Nirmal Kumar Ganguly, M.D., Ph.D. is President of Apollo Hospitals Educational and Research Foundation. He is a world-class microbiologist and Chairman of the High Level Advisory Committee to the Minister of Health on COVID-19. Ganguly is also Chairman of the Research Council of the Institute of Advanced Virology India National Academy of Medical Sciences, Chairman of Scientific Body of the Indian Pharmacopoeia Commission, Chairman, Expert Committee of the National Institute of Biologicals (NIB) guiding R&D activities and President of the Immunology Foundation of India.
Ruslan Medzhitov, Ph.D. is the Sterling Professor of Immunobiology at Yale University and Investigator and David Wallace Professor of Immunology at Howard Hughes Medical Institute. He is well known for the fundamental discoveries he made concerning the role that the toll-like receptors (TLRs) play in controlling adaptive immunity, infections, chronic inflammation and tumor growth. Recently his attention is focused on other aspects of the immune system, such as inflammation, tissue biology and the allergic response.
The Hon.
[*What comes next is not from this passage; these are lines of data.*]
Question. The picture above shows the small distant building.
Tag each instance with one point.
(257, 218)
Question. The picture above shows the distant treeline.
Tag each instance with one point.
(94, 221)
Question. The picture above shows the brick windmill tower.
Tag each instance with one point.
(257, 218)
Anne M. Harrington has over 45 years of experience in government, academia, and business, focusing principally on international security and nonproliferation issues. Her experience includes strategic planning; budget development and execution; project development, and management of budgets up to$2 billion per year. She is Internationally recognized expert on reducing the threat of weapons of mass destruction.
Dr. Tulip has extensive experience in radiopharmaceutical development and commercialization. Held positions of increasing responsibility at DuPont, BMS, Lantheus, Alseres, Navidea (Pres. & COO), and Fluoropharma (Pres. & CEO). Founder of MITA (Med. Imaging Tech. Assn.) PET Group and ExComm director for MITA.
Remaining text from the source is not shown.